Breakout trading can very effective if used properly. During my years as a day trader it was my most utilized methodology. There are many different ways to trade breakouts, but they all have one thing in common. There is a break of some type of boundary. In other words, a break of some sort of support or resistance.

I'll show you some methods on this page, but I go into much greater detail on this type of methodology on my Day Trading Strategies page.

Tight stops are required with these trades in order to maintain a reasonable risk to reward ratio on your trades. Generally, a stop under the breakout bar will suffice unless the low of the bar is too close to the line of resistance (in the case of an upside breakout). If that's the case, a stop further away from the entry and resistance might be warranted.

This is a price action strategy.

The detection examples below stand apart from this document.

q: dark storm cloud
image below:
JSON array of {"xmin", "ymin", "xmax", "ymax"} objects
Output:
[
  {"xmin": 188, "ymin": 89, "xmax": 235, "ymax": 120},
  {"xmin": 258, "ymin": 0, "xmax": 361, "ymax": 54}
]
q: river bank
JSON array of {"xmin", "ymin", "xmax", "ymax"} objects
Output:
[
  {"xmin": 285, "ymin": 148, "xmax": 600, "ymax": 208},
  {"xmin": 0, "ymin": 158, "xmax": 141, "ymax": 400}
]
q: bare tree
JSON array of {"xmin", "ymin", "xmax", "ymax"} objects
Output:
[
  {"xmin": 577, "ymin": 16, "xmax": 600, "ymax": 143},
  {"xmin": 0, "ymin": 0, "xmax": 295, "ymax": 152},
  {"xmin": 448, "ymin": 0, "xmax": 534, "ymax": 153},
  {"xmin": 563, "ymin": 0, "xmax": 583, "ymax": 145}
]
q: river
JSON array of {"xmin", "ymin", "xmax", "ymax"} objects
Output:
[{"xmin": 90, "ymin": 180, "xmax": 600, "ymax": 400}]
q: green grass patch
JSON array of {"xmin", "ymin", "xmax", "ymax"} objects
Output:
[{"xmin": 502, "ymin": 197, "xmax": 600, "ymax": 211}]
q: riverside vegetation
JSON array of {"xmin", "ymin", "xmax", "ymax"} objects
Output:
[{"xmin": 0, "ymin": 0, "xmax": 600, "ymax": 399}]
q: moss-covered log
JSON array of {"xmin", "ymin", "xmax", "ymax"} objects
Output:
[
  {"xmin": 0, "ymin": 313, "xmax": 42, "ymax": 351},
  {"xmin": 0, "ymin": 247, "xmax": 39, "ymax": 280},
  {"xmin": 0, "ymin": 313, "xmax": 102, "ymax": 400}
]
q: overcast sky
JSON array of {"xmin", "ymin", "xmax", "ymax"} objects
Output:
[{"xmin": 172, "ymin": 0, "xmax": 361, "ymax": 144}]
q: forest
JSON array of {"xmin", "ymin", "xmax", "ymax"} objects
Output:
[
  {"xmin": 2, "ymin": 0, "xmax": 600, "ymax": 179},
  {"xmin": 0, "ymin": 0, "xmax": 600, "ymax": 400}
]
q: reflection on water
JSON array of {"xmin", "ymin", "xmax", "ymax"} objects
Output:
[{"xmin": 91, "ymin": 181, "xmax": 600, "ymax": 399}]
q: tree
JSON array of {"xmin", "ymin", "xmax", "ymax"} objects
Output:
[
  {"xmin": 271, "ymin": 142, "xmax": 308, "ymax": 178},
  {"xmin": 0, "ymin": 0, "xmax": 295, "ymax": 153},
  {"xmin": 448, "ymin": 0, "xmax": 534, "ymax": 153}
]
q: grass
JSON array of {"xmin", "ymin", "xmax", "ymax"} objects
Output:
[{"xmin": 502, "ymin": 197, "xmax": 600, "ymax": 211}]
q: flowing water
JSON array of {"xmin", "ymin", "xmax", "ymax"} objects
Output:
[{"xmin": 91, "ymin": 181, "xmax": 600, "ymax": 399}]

No indicators are necessary. Volume can help to determine whether or not breakouts will last, but for me price was always more important. I've seen too many breakouts go on to nice profitable trades on just average volume to put too much empasis on it.

However, it's reasonable to consider exiting a trade early if breakout volume is very light and especially if you see volume increasing as price is moving back towards the breakout point. That might indicate stronger traders fading the move back inside support or resistance.

Again, generally you should see volume increase on a breakout, then decrease as price makes it first pullback and then increase again, as it make its next move away from your entry point.


One very popular method of trading breakouts is the 30 minute opening range breakout. With this method you are determining support and resistance with the use of time.

In this case 30 minutes. Any time period can be used, but the reason 30 minutes is popular is that during the first thirty minutes, stocks are often digesting news, testing support and resistance boundaries, and forming a range before moving on to higher highs or lower lows.

In this first example below, PCL breaks out of it 30 minute range (yellow) and moves higher on increasing volume. Higher volume is generally what you'll see on successful breakouts. Notice how PCL's volume increased during the breakout and then decreased on the pullback to what used to be resistance and then became support.

breakout trading example

On this next 30 minute opening range breakout example, ITT didn't breakout until around 11:30 am, but when it did it was with a huge increase in volume.

These opening range breakouts often occur within a lateral and I give details of a strategy and how to trade them here ==> Stock Trading Signals

opening range breakout


Some setups just scream for a breakout SWK below. If you spot a situation like this -- four or five points of resistance. Price is going to do something soon. Price is either going to breakout steeply, or fail miserably.

Either way, they provide very nice risk to reward ratio setups, because of their bottled up energy and forceful moves.

Resistance breakout


During a strong bull market, excellent afternoon breakouts and 30 minute opening range breakouts can occur in many stocks on a daily basis. On any given day there's many stocks that breakout of a range, but come back inside.

But, what I'm referring to are stocks that breakout and don't look back.

Like with IGT below, you will see this afternoon breakout pattern occur in many stocks just about every day.

Sometimes it will be in conjunction with a 30 minute breakout, as well as multiple points of resistance.

During a strong bull market, you could limit yourself to just these two strategies alone and make good money, as long as you use proper day trading systems components and good trading money management.